Es geht um Joel, der mit seinen dreizehn Jahren mitten in der Pubertät steckt. Er muss sich selbst die Mutter ersetzen, die schon vor einiger Zeit die Familie verlassen hat, und oft muss er auch für seinen Vater mitdenken, wenn dieser wieder auf Sauftour geht. Joel hat keine unbeschwerte Kindheit. Es fehlen ihm richtige Freunde. Der Junge macht sich Gedanken, wie er sein Leben verbessern kann und ihm fallen recht abstruse Lösungen ein. Zum Glück bietet das Ende eine positive Zukunftsperspektive, was ich gerade für junge Leser sehr wichtig finde.

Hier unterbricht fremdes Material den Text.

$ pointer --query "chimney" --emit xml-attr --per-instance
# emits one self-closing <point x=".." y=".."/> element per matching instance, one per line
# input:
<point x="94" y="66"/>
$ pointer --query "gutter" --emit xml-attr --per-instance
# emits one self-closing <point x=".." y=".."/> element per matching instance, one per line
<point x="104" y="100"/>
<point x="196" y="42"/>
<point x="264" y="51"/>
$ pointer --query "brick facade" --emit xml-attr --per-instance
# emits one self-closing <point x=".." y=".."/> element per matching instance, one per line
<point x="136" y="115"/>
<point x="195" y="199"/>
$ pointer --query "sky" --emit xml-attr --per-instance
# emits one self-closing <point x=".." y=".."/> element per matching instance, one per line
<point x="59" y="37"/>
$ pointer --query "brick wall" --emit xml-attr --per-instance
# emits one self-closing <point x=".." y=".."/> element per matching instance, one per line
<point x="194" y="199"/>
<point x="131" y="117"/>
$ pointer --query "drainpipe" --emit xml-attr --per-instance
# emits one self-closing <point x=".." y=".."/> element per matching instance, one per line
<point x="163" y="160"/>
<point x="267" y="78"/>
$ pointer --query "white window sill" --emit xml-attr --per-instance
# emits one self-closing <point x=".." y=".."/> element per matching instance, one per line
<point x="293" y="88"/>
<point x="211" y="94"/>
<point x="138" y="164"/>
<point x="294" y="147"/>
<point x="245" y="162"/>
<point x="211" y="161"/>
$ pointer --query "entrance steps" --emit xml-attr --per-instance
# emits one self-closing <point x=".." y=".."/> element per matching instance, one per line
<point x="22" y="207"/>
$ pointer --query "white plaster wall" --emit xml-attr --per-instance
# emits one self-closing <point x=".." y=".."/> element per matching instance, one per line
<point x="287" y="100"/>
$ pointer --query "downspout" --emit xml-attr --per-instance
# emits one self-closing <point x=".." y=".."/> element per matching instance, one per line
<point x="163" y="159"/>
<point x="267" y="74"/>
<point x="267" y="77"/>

Schön finde ich, wie Mankell in seiner gewohnten Art den Leser direkt in die Handlung versetzt. Alles spielt sich in einem kleinen abgelegenen Ort ab, etwa im Jahr 1958, wenn ich richtig gerechnet habe. Die Menschen leben ziemlich abgeschieden von der Welt und das Leben ist von schwerer Arbeit bestimmt. Es gibt noch kein flächendeckendes Fernsehen, und wer Unterhaltung sucht, geht in die Leihbücherei oder in das Dorfkino. Es ist gut, dass auch Kinder erfahren, wie die Welt vor nicht gar zu langer Zeit aussah und wie rasant schnell sie sich dazu im Gegensatz entwickelt hat. In der heutigen Welt denkt kein Junge mehr in den Bahnen eines Joel Gustafsson, deswegen tut es vielleicht ganz gut, einmal in so einen altmodischen Charakter zu schlüpfen.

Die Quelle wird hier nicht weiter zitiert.